N-based, Mg-Al-Si-ON-based, Y-Al-Si-
ON-based, Ce-Al-Si-ON-based, La-Al-
Si-ON-based, Gd-Al-Si-ON-based, Mg-
The glass for a recording medium according to claim 1, comprising at least one composition selected from the group consisting of Si-ON-based and Ca-Si-ON-based. 3. The glass according to claim 1, wherein the glass is Ca—Al—Si—O—N.
Oxynitride glass represented by the formula:
The metal components of 1 and Si are in the shaded portion in the composition diagram shown in FIG. 1, and the nonmetal components of O and N are 5 eq% ≦ N ≦ 25 eq% and O + N = 100 e.
The glass for a recording medium according to claim 2, which is q%. 4. The glass according to claim 1, wherein the glass is Mg—Al—Si—O—N.
Mg, A, which was an oxynitride glass represented by
The metal components of l and Si are in the shaded portion in the composition diagram shown in FIG. 2, and the nonmetal components of O and N are 5 eq% ≦ N ≦ 25 eq% and O + N = 100 e.
The glass for a recording medium according to claim 2, which is q%. 5. The oxynitride glass represented by Y—Al—Si—O—N, wherein Y, Al,
The metal components of Si are shown in the hatched portions in the composition diagram shown in FIG. 3, and the nonmetal components of O and N are
5 eq% ≦ N ≦ 25 eq%, and O + N = 100 eq%
The glass for a recording medium according to claim 2, which is: 6. The method according to claim 1, wherein the glass is Gd-Al-Si-O-N.
Oxynitride glass represented by the formula: Gd, A
The metal components of 1 and Si are in the shaded portion in the composition diagram shown in FIG. 4, and the nonmetal components of O and N are 5 eq% ≦ N ≦ 25 eq% and O + N = 100 e.

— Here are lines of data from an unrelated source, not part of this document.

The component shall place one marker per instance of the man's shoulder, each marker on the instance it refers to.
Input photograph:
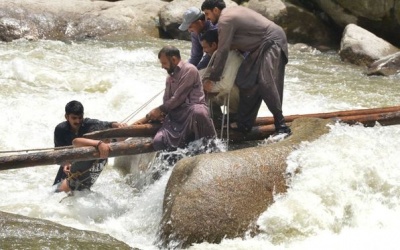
(62, 125)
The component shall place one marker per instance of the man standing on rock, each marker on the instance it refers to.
(195, 22)
(184, 114)
(261, 75)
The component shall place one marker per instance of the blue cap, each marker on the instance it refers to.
(191, 15)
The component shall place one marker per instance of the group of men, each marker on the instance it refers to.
(238, 59)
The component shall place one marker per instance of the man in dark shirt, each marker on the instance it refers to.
(195, 22)
(261, 75)
(75, 126)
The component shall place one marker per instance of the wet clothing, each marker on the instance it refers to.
(187, 115)
(197, 57)
(63, 136)
(85, 173)
(248, 31)
(226, 85)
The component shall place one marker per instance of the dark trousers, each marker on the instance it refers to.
(268, 88)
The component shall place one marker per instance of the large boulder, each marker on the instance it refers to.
(361, 47)
(388, 65)
(297, 22)
(214, 196)
(21, 232)
(381, 17)
(78, 19)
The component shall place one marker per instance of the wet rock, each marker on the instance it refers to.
(361, 47)
(21, 232)
(214, 196)
(388, 65)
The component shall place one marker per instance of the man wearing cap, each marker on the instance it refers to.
(195, 22)
(261, 74)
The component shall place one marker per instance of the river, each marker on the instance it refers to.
(346, 197)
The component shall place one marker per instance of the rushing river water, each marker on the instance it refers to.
(346, 197)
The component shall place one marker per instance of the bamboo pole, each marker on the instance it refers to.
(129, 147)
(366, 116)
(354, 112)
(145, 130)
(132, 147)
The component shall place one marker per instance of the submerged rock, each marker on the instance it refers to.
(21, 232)
(214, 196)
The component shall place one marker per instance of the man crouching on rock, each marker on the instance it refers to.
(184, 113)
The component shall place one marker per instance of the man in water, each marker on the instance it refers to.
(223, 92)
(195, 22)
(76, 126)
(81, 175)
(184, 114)
(261, 75)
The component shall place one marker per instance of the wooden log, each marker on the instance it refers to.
(367, 116)
(385, 119)
(358, 112)
(137, 146)
(145, 130)
(129, 147)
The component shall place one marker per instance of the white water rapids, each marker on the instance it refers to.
(346, 197)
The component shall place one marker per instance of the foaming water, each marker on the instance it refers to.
(346, 193)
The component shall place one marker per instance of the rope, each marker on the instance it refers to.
(140, 108)
(34, 149)
(66, 147)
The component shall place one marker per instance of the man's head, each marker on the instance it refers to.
(193, 20)
(209, 41)
(74, 114)
(212, 9)
(169, 57)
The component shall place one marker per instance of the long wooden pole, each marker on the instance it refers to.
(359, 112)
(129, 147)
(367, 116)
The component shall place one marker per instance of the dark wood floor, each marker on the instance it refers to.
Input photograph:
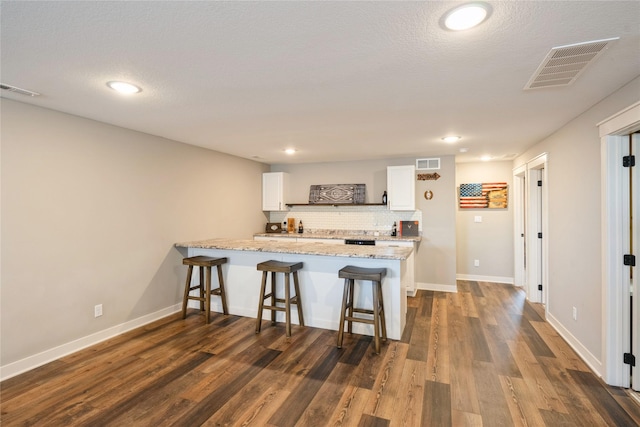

The glass for a recording medium according to claim 2, which is q%. 7. The method according to claim 1, wherein the glass is Ce—Al—Si—O—N.
In the oxynitride glass represented by
The metal components of 1 and Si are in the shaded portion in the composition diagram shown in FIG. 5, and the nonmetal components of O and N are 5 eq% ≦ N ≦ 25 eq% and O + N = 100 e.
The glass for a recording medium according to claim 2, which is q%. 8. A hard disk substrate using the glass according to claim 1.